# 月 / 月份 (in month names)



## AlexL

大家好，

Whenever I try to construct a sentence about "what happened in May" or "what happened in July" I always end up doing it wrong.  From everything I've been told, it seems like the following sentences should be correct:

我六月毕业。
我七月去了北京。
你们得五月把功课给我。

However, whenever I say something like this, Chinese speakers tell me to say 六月份，七月份，五月份，etc.

When should fen4 be used?  Would you use it in sentences like "八月（份？）的时候，我有很多钱"?

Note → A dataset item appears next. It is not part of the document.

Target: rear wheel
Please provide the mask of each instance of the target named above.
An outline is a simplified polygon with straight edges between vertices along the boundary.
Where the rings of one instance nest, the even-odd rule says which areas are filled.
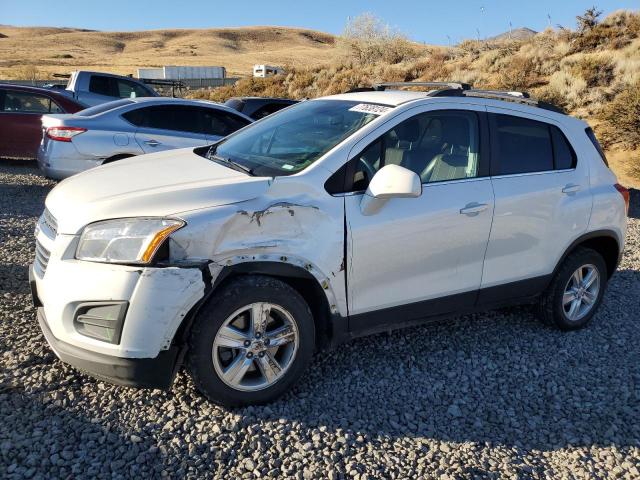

Any help clearing this up would be great!

Thanks,
Alex


----------



## Agnès10

八月， 五月。。。
These are the names of the months: August, May
八月份  means "in August， during the month of August
like 八月的时候 where "fen" is not needed.


----------



## koinbouffier

我六月毕业。
我七月去了北京。
你们得五月把功课给我。
I cannot really tell any problem in all those, except i would say "你们得五月把功课给我交上来" but that has nothing to do with the point that you are asking. 
I would say 安森和肯斯六月/六月份去了厦门。 i guess it might be because "*月份" is more formal while "*月" is more colloquial. Is that your Laoshi who corrected all those? Just remember that almost everything on the tests is a far cry from what we normally speak. Or maybe your examples listed there are not typical enough to get to the points that you're confusing with.


----------



## xiaolijie

The problem with this for English-speaking learners is in English we have just the name of the months to cover for both 月 and 月份 in Chinese, so there is the need to know when to use, for example, 六月 and when to use 六月份. Agnès10 above seems to have pointed out correctly the difference between 月 and 月份 but it's not necessarily easy to apply in practice, and what makes it even more confusing for English-learners is that 六月份 is sometimes also shortened to 六月 in informal speech.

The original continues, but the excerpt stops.